Di fronte a questa realtà buonista Kepel mette sul piatto gli “oppositori” riuniti intorno all’asse della Fratellanza sciita (con i sunniti le due metà dell’Islam) che raggruppa Qatar, Iran e Turchia. Stati che predicano un Islam più politico ed espansivo, per i quali l’islamista conia la definizione di “jihadismo d’atmosfera”. Una componente che inquadra la figura del presidente turco, Recep Tayyip Erdogan, in prima fila nella contesa sui diversi scacchieri dall’area (nella regione mediorientale, dal Libano alla Siria, dalla Libia allo Yemen al Corno d’Africa).

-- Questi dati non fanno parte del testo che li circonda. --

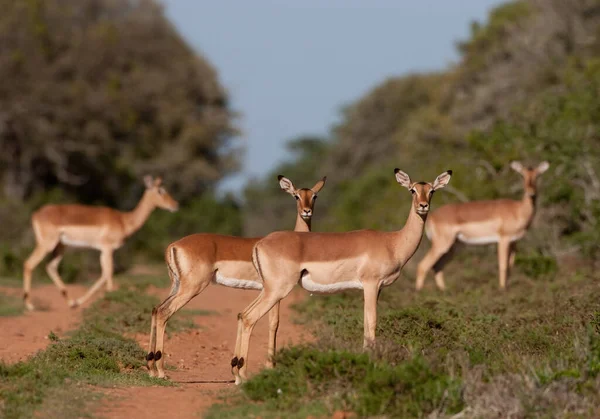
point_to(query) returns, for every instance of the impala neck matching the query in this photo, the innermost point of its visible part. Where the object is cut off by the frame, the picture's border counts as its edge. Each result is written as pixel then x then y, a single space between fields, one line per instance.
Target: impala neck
pixel 301 224
pixel 135 219
pixel 528 207
pixel 408 239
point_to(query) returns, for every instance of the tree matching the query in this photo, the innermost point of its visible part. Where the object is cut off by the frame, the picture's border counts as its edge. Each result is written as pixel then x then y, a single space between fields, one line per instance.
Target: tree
pixel 96 93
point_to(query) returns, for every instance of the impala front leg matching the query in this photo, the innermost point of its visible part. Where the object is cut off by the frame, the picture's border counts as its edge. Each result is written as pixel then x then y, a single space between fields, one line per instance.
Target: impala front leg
pixel 503 249
pixel 106 261
pixel 371 292
pixel 511 255
pixel 273 326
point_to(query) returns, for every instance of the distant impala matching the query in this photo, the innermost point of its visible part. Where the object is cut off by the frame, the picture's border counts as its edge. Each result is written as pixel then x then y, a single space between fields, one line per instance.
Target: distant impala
pixel 502 221
pixel 100 228
pixel 197 260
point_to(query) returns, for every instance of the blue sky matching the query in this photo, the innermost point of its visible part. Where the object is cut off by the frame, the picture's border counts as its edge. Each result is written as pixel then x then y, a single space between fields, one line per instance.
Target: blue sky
pixel 289 66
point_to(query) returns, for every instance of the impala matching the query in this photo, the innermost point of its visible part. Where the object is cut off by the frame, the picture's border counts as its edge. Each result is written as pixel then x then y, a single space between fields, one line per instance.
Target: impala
pixel 101 228
pixel 332 262
pixel 502 221
pixel 197 260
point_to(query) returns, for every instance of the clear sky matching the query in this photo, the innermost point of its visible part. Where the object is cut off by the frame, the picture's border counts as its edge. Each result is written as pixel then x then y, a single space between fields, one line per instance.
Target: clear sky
pixel 290 65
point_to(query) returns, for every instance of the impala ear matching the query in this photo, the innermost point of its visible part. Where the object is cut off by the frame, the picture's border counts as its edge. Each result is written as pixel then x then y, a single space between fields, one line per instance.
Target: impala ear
pixel 516 166
pixel 148 181
pixel 402 178
pixel 286 185
pixel 442 180
pixel 542 167
pixel 319 185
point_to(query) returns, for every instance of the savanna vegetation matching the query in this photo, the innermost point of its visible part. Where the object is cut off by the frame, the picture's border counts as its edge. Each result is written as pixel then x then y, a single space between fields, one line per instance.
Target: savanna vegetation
pixel 95 94
pixel 81 123
pixel 527 87
pixel 65 378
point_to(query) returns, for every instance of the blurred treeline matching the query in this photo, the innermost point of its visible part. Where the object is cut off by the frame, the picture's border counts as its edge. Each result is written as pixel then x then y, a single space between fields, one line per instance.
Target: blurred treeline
pixel 526 87
pixel 94 94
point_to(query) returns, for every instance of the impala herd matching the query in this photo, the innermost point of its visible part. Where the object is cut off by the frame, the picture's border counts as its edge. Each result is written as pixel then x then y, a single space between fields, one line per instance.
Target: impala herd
pixel 325 263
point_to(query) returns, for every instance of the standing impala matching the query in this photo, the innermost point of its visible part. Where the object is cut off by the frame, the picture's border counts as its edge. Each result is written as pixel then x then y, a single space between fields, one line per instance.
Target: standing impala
pixel 197 260
pixel 332 262
pixel 502 221
pixel 101 228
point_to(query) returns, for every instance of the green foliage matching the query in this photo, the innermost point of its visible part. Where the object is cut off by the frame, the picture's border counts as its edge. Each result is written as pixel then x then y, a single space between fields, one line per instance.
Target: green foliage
pixel 93 355
pixel 95 94
pixel 536 265
pixel 486 39
pixel 350 381
pixel 10 306
pixel 96 353
pixel 440 354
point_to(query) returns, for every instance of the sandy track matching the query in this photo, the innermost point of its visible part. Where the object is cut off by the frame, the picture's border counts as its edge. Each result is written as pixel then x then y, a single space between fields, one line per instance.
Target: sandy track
pixel 202 356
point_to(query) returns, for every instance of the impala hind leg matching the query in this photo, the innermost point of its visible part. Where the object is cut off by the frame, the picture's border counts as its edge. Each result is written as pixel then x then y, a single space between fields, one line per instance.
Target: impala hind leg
pixel 512 251
pixel 163 313
pixel 438 267
pixel 436 258
pixel 371 295
pixel 32 261
pixel 503 255
pixel 52 268
pixel 273 326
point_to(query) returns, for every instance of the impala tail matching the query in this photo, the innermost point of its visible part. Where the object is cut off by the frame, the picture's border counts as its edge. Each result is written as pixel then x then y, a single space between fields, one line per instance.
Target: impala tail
pixel 429 229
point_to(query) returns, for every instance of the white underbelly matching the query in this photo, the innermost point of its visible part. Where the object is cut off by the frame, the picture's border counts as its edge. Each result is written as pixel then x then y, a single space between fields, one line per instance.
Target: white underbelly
pixel 485 239
pixel 237 283
pixel 309 285
pixel 76 243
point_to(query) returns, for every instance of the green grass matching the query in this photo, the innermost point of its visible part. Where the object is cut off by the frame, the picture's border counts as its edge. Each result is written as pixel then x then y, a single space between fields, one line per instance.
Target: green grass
pixel 61 380
pixel 471 349
pixel 10 306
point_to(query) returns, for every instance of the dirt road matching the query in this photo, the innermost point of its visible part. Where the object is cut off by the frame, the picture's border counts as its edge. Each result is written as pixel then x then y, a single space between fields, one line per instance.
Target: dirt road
pixel 202 356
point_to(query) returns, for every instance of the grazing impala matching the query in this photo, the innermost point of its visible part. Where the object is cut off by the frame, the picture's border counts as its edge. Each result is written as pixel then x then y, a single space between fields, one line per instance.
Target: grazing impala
pixel 101 228
pixel 502 221
pixel 197 260
pixel 332 262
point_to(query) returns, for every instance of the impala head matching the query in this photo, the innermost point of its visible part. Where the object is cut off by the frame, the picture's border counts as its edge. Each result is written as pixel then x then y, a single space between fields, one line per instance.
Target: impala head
pixel 159 195
pixel 422 191
pixel 305 198
pixel 530 175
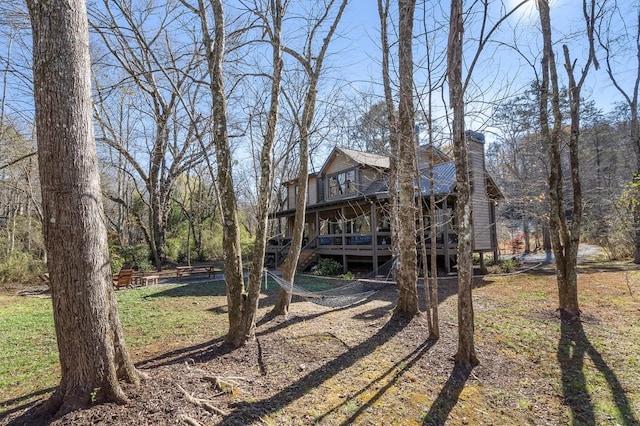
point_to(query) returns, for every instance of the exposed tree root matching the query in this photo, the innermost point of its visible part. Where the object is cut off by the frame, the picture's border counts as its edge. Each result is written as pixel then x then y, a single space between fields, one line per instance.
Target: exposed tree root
pixel 188 420
pixel 202 403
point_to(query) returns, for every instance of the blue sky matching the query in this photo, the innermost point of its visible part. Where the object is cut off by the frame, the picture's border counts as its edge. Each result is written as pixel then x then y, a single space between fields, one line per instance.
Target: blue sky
pixel 358 52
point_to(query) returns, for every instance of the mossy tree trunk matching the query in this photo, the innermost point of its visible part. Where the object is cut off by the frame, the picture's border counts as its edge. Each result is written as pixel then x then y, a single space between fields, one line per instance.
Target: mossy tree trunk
pixel 91 346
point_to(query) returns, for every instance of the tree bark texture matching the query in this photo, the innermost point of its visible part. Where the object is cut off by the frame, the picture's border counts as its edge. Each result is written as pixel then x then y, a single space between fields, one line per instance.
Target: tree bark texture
pixel 232 253
pixel 466 355
pixel 266 178
pixel 406 275
pixel 313 67
pixel 91 346
pixel 565 236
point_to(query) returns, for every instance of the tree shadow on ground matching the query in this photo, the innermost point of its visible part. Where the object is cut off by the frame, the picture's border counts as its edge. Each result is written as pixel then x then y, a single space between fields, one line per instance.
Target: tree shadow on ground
pixel 244 411
pixel 21 399
pixel 392 375
pixel 573 347
pixel 448 396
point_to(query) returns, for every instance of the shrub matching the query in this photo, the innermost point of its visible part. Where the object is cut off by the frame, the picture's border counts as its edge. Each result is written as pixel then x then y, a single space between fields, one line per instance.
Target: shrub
pixel 326 266
pixel 350 276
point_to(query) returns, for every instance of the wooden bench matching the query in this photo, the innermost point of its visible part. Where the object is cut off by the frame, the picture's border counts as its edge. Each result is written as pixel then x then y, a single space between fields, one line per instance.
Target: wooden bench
pixel 147 280
pixel 124 279
pixel 196 269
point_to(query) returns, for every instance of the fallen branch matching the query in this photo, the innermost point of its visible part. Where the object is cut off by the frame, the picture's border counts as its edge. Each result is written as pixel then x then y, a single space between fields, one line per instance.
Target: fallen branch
pixel 188 420
pixel 228 385
pixel 202 403
pixel 626 275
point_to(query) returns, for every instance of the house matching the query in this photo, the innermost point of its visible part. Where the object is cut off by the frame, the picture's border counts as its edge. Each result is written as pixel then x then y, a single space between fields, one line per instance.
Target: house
pixel 348 209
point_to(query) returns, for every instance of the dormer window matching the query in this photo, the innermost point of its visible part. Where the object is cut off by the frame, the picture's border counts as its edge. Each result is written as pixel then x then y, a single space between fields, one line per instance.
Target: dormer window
pixel 342 183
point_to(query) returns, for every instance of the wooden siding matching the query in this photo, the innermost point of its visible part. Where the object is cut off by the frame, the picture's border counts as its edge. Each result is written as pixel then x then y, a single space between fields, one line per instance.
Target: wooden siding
pixel 312 197
pixel 291 195
pixel 368 176
pixel 338 163
pixel 482 226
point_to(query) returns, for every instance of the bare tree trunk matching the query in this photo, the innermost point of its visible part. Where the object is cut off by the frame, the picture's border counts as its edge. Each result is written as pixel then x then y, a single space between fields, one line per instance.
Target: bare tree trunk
pixel 565 237
pixel 466 355
pixel 266 162
pixel 91 346
pixel 230 222
pixel 406 276
pixel 313 67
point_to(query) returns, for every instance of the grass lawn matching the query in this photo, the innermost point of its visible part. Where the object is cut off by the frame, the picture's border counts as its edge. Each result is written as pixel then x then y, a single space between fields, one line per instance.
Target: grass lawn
pixel 358 366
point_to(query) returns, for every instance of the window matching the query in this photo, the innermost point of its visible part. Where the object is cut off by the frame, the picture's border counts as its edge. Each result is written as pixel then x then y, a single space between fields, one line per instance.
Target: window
pixel 342 183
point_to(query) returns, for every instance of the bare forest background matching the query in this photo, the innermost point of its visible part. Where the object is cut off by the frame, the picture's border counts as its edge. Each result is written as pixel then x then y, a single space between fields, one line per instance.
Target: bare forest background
pixel 153 128
pixel 201 110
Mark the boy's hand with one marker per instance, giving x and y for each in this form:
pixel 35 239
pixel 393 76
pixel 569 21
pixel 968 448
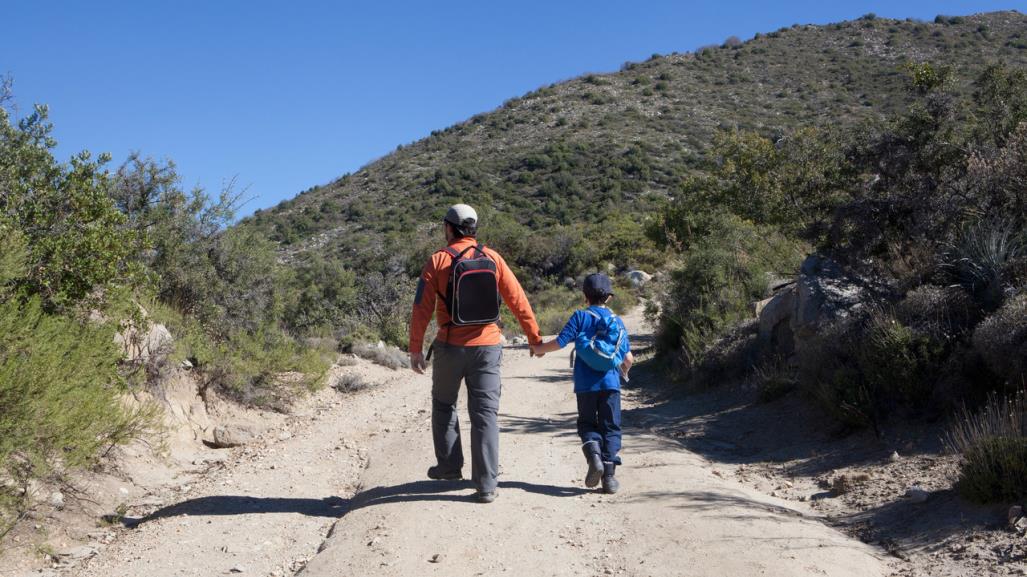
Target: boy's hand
pixel 417 362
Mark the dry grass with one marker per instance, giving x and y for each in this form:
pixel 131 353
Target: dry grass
pixel 993 444
pixel 386 355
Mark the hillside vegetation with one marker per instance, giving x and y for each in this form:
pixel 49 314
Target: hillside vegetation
pixel 892 148
pixel 896 146
pixel 592 157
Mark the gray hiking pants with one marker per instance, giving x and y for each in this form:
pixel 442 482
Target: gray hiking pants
pixel 479 367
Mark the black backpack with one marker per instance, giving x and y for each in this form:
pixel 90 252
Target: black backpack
pixel 472 291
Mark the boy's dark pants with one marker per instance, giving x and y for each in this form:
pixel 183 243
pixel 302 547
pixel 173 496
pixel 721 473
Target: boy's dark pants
pixel 599 420
pixel 479 367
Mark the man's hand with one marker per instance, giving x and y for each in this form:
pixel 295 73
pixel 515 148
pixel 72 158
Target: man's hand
pixel 417 362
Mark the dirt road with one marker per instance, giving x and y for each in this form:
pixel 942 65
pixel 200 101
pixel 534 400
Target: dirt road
pixel 346 495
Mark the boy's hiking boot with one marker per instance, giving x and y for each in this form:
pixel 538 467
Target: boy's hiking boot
pixel 610 483
pixel 595 459
pixel 436 472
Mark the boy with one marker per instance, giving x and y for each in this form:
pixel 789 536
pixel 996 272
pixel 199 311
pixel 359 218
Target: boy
pixel 598 391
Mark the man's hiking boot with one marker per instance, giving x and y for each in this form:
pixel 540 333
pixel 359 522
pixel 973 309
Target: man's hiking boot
pixel 595 459
pixel 610 483
pixel 439 473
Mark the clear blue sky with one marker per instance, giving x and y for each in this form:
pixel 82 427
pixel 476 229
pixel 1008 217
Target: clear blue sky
pixel 290 94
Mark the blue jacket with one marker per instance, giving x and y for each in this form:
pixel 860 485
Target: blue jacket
pixel 587 379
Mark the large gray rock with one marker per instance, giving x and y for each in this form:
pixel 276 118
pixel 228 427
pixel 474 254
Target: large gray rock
pixel 824 294
pixel 638 277
pixel 152 344
pixel 774 327
pixel 228 436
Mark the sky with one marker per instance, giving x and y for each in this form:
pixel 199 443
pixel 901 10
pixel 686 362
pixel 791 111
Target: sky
pixel 284 95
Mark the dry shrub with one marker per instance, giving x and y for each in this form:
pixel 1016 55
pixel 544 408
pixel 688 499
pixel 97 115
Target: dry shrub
pixel 386 355
pixel 864 370
pixel 944 313
pixel 993 444
pixel 350 382
pixel 1001 342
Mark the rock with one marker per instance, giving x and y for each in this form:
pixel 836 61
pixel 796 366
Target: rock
pixel 1015 513
pixel 153 344
pixel 638 277
pixel 77 553
pixel 825 293
pixel 228 436
pixel 917 495
pixel 774 324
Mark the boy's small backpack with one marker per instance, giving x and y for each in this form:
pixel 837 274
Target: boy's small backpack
pixel 602 347
pixel 472 291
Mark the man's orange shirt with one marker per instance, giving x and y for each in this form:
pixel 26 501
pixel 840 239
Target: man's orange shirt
pixel 433 281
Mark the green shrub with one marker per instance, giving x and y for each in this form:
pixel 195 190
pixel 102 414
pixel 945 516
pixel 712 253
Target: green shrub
pixel 865 370
pixel 993 445
pixel 1001 341
pixel 61 396
pixel 267 367
pixel 386 355
pixel 995 469
pixel 719 277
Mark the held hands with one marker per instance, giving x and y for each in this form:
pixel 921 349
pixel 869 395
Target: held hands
pixel 417 362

Il ruolo che la Turchia vuole giocare è di primissimo piano, agendo di sponda con la Russia e – quando serve – strizzando l’occhio alla Cina capitalista, altro primo attore autoinvitatosi al rassemblement. Ecco perché Erdogan ha iniziato a spingersi fino all’Afghanistan per occupare lo spazio (un altro esempio) che gli Usa non hanno più ritenuto utile custodire. Fattore che ora, avverte ancora Kepel, innesca per Washingtown la grande incognita su come contenere la ritrovata influenza di Mosca nell’area.
Anche per quest’ultimo aspetto sarà necessario fare affidamento al timone che Erdogan si appresta a impugnare? Lo studioso francese, nel valutare la “nuova espansione dell’ottomanesimo turco nel Mediterraneo”, ricorda altri aspetti che coinvolgeranno l’Italia: l’impegno di Ankara nel dare sponda e legittimità al governo di Tripoli.
Nel giro di pochi mesi, quelli della pandemia, “la mappa del Medio Oriente e del Nord Africa ne è uscita sconvolta, con trasformazioni nel Mediterraneo che riguardano l’Italia e gli Stati dell’Europa meridionale. Il Profeta è tornato a essere decisivo nei rapporti di forza della nostra geopolitica”: i ragionamenti di Kepel non tralasciano di scrutare quel mare oscuro in cui navigano “gli imprenditori della paura che mobilitano folle e social network nel mondo musulmano contro l’Occidente”.
Se a questi aspetti, a cui il saggio di Kepel fornisce un’indispensabile chiave di ragionamento, si aggiunge la politica “poco coordinata e conflittuale dell’Unione Europea”, ecco che il Mediterraneo e il Medio Oriente diventano una polveriera sempre più minacciosa. In un intreccio di eventi “in un’area tanto complessa quanto determinante per comprendere i grandi sconvolgimenti del nostro mondo contemporaneo”.